Study of magnetic and hyperfine interactions in the quaternary amorphous alloy Fe81B13.5Si3.5C2

Abstract

Transmission ${}_{}{}^{57}{}_{}{}^{}\mathrm{Fe}$ Mössbauer spectroscopy has been used to investigate magnetic and hyperfine interactions in the quaternary metallic glass ${\mathrm{Fe}}_{81}$ ${\mathrm{B}}_{13.5}$ ${\mathrm{Si}}_{3.5}$ ${\mathrm{C}}_2$ (Metglas® 2605SC) over a temperature interval 77-900 K. The Curie temperature $T_C$ and the complete crystallization temperature are found to be 698±2 K and 835±2 K, respectively.
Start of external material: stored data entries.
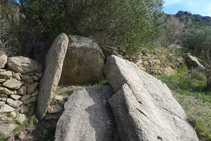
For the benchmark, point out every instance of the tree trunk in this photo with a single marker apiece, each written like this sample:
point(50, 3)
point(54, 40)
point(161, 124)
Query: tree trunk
point(209, 80)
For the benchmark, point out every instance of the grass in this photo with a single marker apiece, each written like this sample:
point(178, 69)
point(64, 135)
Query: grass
point(2, 137)
point(32, 121)
point(189, 90)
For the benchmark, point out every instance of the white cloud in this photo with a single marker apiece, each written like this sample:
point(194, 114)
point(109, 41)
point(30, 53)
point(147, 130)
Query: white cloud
point(171, 2)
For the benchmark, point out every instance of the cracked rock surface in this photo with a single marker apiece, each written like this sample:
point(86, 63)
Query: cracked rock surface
point(143, 106)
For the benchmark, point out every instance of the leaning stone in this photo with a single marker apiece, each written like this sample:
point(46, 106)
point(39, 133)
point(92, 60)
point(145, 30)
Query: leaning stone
point(7, 128)
point(22, 90)
point(6, 108)
point(31, 88)
point(14, 103)
point(13, 84)
point(21, 118)
point(52, 73)
point(59, 97)
point(168, 71)
point(38, 74)
point(15, 97)
point(1, 70)
point(35, 93)
point(35, 78)
point(144, 107)
point(3, 98)
point(5, 74)
point(89, 111)
point(55, 109)
point(23, 65)
point(24, 109)
point(27, 79)
point(86, 60)
point(2, 80)
point(2, 103)
point(6, 91)
point(3, 61)
point(52, 116)
point(30, 100)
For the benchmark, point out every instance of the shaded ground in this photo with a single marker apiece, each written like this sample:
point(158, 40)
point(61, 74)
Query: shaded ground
point(198, 111)
point(32, 130)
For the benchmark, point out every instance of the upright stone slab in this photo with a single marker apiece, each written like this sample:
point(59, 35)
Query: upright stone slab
point(144, 107)
point(84, 62)
point(23, 65)
point(52, 73)
point(87, 116)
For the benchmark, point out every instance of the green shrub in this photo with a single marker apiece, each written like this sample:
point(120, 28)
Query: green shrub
point(202, 130)
point(199, 40)
point(125, 23)
point(185, 81)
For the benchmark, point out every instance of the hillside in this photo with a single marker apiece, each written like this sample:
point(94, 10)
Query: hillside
point(93, 71)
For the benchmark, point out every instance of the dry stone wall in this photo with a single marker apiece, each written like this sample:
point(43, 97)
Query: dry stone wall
point(19, 79)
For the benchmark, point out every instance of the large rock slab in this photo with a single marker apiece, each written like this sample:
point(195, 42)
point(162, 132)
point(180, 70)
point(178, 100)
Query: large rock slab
point(87, 116)
point(143, 106)
point(13, 84)
point(52, 73)
point(5, 74)
point(23, 65)
point(83, 63)
point(6, 91)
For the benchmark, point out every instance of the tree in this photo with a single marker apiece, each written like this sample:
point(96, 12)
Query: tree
point(199, 40)
point(9, 22)
point(112, 22)
point(173, 31)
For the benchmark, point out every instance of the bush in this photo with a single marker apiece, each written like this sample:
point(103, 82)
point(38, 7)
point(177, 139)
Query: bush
point(110, 22)
point(9, 25)
point(199, 40)
point(186, 82)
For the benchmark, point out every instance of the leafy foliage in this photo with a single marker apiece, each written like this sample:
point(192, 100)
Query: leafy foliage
point(9, 27)
point(199, 40)
point(111, 22)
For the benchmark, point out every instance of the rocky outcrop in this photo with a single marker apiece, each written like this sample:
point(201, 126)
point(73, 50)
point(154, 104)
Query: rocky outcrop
point(52, 73)
point(83, 62)
point(23, 65)
point(168, 71)
point(87, 116)
point(193, 62)
point(15, 101)
point(143, 106)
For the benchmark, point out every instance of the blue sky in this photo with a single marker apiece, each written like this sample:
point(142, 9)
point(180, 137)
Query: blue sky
point(202, 7)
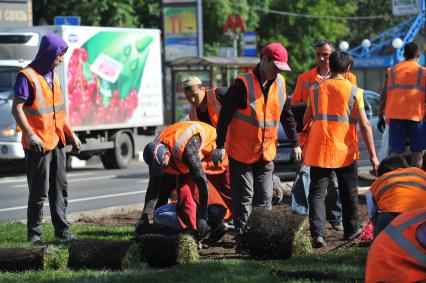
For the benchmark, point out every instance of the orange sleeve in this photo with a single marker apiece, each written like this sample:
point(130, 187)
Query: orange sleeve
point(297, 96)
point(352, 78)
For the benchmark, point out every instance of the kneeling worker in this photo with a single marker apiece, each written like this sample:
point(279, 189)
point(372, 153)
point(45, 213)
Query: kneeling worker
point(398, 189)
point(183, 149)
point(399, 252)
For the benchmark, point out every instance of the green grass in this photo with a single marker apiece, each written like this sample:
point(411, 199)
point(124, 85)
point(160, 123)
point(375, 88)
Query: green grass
point(348, 263)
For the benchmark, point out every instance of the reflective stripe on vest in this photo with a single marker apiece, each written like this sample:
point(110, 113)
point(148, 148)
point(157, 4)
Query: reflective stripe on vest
point(42, 109)
point(185, 135)
point(332, 117)
point(252, 99)
point(212, 95)
point(417, 86)
point(308, 84)
point(396, 233)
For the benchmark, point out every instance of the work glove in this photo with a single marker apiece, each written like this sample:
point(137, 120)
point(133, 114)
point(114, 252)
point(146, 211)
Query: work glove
point(375, 163)
point(36, 144)
point(381, 124)
point(218, 156)
point(202, 229)
point(76, 144)
point(297, 151)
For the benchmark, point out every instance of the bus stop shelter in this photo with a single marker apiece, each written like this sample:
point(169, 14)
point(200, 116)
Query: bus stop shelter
point(213, 72)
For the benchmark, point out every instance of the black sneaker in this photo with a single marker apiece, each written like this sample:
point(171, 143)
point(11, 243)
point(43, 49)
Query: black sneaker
point(337, 225)
point(352, 236)
point(66, 236)
point(318, 242)
point(34, 239)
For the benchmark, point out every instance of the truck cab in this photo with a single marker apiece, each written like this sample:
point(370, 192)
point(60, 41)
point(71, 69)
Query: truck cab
point(10, 135)
point(111, 79)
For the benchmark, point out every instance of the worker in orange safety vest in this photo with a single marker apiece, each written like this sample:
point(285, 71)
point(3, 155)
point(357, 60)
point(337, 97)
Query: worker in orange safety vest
point(183, 149)
point(398, 254)
point(403, 103)
point(334, 107)
point(300, 188)
point(248, 123)
point(398, 189)
point(39, 110)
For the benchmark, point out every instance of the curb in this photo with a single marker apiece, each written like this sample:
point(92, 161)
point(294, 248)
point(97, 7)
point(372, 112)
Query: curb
point(93, 214)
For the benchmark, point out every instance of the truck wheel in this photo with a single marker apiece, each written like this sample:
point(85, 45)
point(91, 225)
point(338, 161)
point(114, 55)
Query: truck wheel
point(120, 156)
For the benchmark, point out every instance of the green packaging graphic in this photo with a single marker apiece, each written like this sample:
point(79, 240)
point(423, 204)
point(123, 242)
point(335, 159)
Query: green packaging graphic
point(104, 77)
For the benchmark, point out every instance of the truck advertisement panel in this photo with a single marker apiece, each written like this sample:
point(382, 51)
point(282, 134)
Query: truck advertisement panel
point(113, 77)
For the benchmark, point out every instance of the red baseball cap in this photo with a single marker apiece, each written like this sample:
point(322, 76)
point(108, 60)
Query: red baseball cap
point(277, 53)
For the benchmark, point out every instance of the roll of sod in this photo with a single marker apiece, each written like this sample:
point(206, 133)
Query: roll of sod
point(276, 235)
point(168, 250)
point(103, 254)
point(34, 258)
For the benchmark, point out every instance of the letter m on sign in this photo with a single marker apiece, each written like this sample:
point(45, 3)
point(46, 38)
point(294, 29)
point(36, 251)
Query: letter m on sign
point(233, 25)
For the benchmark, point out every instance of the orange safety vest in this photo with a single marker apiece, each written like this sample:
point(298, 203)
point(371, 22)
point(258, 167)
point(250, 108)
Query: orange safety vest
point(308, 79)
point(300, 95)
point(213, 108)
point(253, 131)
point(396, 255)
point(405, 92)
point(176, 137)
point(215, 197)
point(400, 190)
point(333, 139)
point(46, 115)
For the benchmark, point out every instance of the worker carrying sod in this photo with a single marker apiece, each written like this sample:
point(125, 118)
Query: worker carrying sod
point(399, 252)
point(335, 107)
point(398, 189)
point(300, 189)
point(183, 149)
point(253, 107)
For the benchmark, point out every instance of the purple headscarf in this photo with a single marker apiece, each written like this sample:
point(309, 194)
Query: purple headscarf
point(50, 47)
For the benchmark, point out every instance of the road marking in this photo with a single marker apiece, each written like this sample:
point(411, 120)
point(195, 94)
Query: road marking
point(81, 199)
point(70, 181)
point(24, 179)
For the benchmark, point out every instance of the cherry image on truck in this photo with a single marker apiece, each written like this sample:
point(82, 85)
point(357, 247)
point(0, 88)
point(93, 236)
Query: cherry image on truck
point(112, 81)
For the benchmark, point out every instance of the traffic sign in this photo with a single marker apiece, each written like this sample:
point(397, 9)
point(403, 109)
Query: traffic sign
point(66, 20)
point(249, 44)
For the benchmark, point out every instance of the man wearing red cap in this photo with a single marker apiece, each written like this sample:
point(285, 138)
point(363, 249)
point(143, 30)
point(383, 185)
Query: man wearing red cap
point(253, 107)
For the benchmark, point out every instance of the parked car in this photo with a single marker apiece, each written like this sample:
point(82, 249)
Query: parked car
point(286, 166)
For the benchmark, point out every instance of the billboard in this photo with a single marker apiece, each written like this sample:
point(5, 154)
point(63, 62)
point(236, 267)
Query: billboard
point(16, 13)
point(180, 32)
point(405, 7)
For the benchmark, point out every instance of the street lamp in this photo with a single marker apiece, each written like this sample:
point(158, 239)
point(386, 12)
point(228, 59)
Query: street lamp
point(344, 45)
point(366, 43)
point(397, 43)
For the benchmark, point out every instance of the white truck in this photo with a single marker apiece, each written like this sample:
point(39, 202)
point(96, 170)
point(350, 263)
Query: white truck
point(112, 81)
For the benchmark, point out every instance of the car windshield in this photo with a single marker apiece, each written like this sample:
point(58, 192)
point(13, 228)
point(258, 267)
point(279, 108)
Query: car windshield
point(7, 81)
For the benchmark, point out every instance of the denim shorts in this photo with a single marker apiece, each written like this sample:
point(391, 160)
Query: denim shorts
point(400, 130)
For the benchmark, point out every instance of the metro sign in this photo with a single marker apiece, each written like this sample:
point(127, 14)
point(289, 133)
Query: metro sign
point(233, 25)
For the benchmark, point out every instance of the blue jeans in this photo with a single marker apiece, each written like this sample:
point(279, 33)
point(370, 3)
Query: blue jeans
point(300, 194)
point(166, 215)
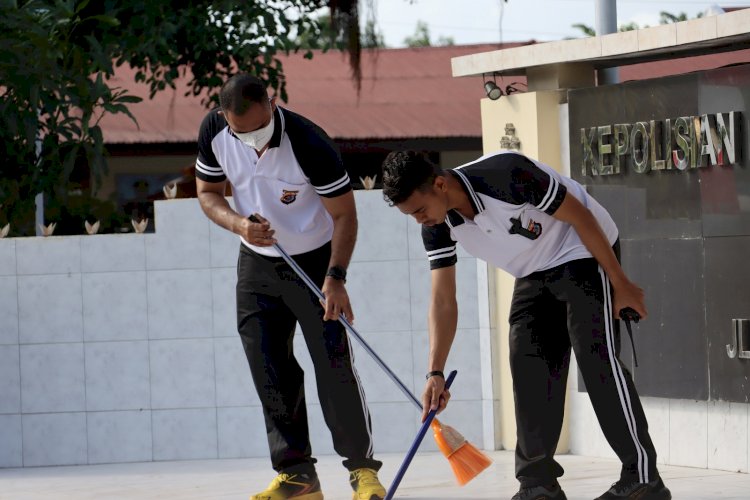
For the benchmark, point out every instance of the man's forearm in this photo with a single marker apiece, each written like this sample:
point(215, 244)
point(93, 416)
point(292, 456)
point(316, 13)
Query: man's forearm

The reduced average hyperfine magnetic field $\frac{H_{\mathrm{eff}}\mathrm{}\left(T\right)\mathrm{}}{H_{\mathrm{eff}}\mathrm{}\left(0\right)\mathrm{}}$ vs $\frac{T}{T_C}$ shows a flatter curve in comparison with the Brillouin curve for $S=1\mathrm{}$. This behavior is explained on the basis of Handrich's model of amorphous ferromagnetism in which the parameter $\delta$, which is a measure of fluctuations in the exchange interactions, is assumed to have a temperature dependence $\delta ={\delta }_0\left(\frac{1-T^2}{T_C^2}\right)$, as proposed earlier by us, with ${\delta }_0=0.60\mathrm{}$. The average hyperfine field $H_{\mathrm{eff}}\mathrm{}\left(T\right)\mathrm{}$ could also be fitted to the expression $H_{\mathrm{eff}}\mathrm{}\left(T\right)=H_{\mathrm{eff}}\mathrm{}\left(0\right)\mathrm{}$ [$1-B_{\frac{3}{2}}{\left(\frac{T}{T_C}\right)}^{\frac{3}{2}}-C_{\frac{5}{2}}{\left(\frac{T}{T_C}\right)}^{\frac{5}{2}}-\cdots$], with $H_{\mathrm{eff}}\mathrm{}\left(0\right)=290\mathrm{}\pm 5$ kOe, $B_{\frac{3}{2}}=0.29\mathrm{}\pm 0.02$ and $C_{\frac{5}{2}}=0.29\mathrm{}\pm 0.02$ in the range $0.11<\mathrm{}\frac{T}{T_C}<0.92\mathrm{}$, which indicates the presence of spin-wave excitations over rather large temperature interval. The distribution of a hyperfine-magnetic-field $P\left(H\right)\mathrm{}$ curve at each temperature has a prominent and almost symmetrical peak. The full width at half maximum of the peak decreases monotonically with increase in temperature. Temperature dependence of $H_{\mathrm{eff}}\mathrm{}\left(T\right)\mathrm{}$ has been further analyzed to obtain the critical exponent $\beta$, and is found to be 0.31±0.02 in the temperature range $0.11\le \frac{T}{T_C}\le 0.9$.